Sketch-based image retrieval (SBIR) is a long-standing research topic in computer vision. Existing methods mainly focus on category-level or instance-level image retrieval. This paper investigates the fine-grained scene-level SBIR problem where a free-hand sketch depicting a scene is used to retrieve desired images. This problem is useful yet challenging mainly because of two entangled facts: 1) achieving an effective representation of the input query data and scene-level images is difficult as it requires to model the information across multiple modalities such as object layout, relative size and visual appearances, and 2) there is a great domain gap between the query sketch input and target images. We present SceneSketcher-v2, a Graph Convolutional Network (GCN) based architecture to address these challenges.
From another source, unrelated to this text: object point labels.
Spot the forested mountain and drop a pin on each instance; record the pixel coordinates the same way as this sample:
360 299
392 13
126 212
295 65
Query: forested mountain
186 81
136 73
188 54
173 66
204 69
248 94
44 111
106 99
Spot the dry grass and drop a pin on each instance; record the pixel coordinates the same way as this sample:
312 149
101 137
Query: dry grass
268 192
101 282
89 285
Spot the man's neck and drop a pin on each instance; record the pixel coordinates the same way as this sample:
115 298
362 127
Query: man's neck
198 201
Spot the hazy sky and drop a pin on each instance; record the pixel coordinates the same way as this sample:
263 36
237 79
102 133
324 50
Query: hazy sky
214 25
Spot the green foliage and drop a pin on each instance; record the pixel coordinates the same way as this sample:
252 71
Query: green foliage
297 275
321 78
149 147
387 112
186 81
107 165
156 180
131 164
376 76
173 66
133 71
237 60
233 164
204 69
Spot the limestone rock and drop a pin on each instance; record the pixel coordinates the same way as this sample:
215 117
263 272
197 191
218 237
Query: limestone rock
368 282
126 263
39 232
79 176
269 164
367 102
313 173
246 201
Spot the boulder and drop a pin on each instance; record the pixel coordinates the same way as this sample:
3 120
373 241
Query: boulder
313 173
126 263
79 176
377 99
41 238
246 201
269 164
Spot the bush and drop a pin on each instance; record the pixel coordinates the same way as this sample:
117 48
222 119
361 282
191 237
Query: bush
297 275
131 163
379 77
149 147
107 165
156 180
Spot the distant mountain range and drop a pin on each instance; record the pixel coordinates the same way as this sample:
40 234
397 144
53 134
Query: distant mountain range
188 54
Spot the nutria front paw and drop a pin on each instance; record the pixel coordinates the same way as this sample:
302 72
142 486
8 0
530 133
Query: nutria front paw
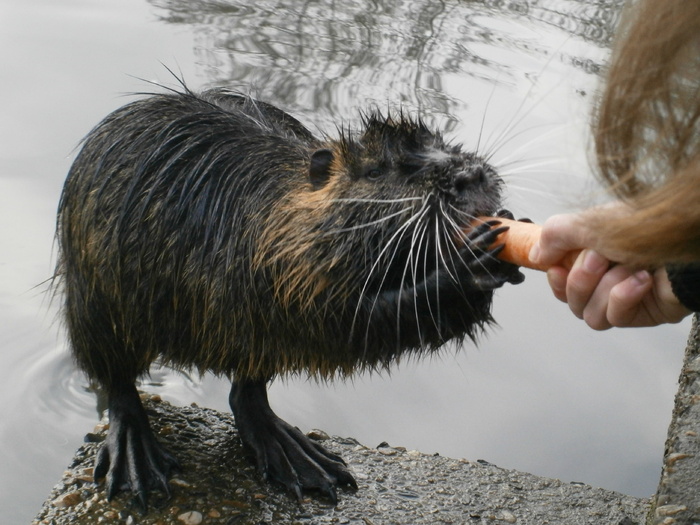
282 452
131 458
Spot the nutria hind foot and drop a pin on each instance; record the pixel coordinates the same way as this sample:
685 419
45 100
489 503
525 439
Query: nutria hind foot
282 452
131 458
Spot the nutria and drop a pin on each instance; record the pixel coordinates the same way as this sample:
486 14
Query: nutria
215 232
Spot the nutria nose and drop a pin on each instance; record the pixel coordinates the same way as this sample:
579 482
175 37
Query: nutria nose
465 180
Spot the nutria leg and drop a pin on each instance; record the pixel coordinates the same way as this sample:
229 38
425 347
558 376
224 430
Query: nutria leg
282 452
130 457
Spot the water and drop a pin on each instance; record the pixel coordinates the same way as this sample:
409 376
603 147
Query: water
541 393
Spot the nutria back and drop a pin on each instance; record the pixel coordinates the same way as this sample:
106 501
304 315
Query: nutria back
216 232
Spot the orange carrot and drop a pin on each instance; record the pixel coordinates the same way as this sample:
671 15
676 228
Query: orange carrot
519 239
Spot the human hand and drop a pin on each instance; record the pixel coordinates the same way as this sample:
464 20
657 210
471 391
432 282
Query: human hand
599 292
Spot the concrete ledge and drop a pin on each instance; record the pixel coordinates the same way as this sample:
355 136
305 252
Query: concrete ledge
219 485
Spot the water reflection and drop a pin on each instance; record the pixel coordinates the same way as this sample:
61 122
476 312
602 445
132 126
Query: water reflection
318 59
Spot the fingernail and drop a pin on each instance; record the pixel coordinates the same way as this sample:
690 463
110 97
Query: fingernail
594 263
557 281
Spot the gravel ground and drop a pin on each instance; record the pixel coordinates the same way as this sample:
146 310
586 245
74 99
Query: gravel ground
218 485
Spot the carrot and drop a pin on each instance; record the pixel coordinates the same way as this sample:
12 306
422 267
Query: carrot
519 239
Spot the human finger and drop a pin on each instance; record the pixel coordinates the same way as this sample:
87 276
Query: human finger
583 279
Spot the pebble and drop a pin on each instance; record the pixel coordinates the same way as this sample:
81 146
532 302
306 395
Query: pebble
68 500
670 510
318 435
672 458
191 518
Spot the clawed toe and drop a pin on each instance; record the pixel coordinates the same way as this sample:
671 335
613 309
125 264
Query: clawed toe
283 453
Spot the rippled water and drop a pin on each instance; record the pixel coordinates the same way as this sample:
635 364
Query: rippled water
542 393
SceneSketcher-v2 employs a carefully designed graph convolution network to fuse the multi-modality information in the query sketch and target images and uses a triplet training process and end-to-end training manner to alleviate the domain gap. Extensive experiments demonstrate SceneSketcher-v2 outperforms state-of-the-art scene-level SBIR models with a significant margin.
基于草图的图像检索(SBIR)是计算机视觉中一个长期存在的研究课题。现有方法主要集中在类别级或实例级图像检索。本文研究细粒度场景级SBIR问题,即使用描绘场景的手绘草图来检索所需图像。这个问题很有用但也具有挑战性,主要是由于两个相互交织的事实:1)难以实现对输入查询数据和场景级图像的有效表示,因为这需要对跨多种模态的信息进行建模,如对象布局、相对大小和视觉外观;2)查询草图输入和目标图像之间存在很大的领域差距。我们提出了SceneSketcher-v2,一种基于图卷积网络(GCN)的架构来应对这些挑战。SceneSketcher-v2采用精心设计的图卷积网络来融合查询草图和目标图像中的多模态信息,并使用三元组训练过程和端到端训练方式来缩小领域差距。大量实验表明,SceneSketcher-v2显著优于现有最先进的场景级SBIR模型。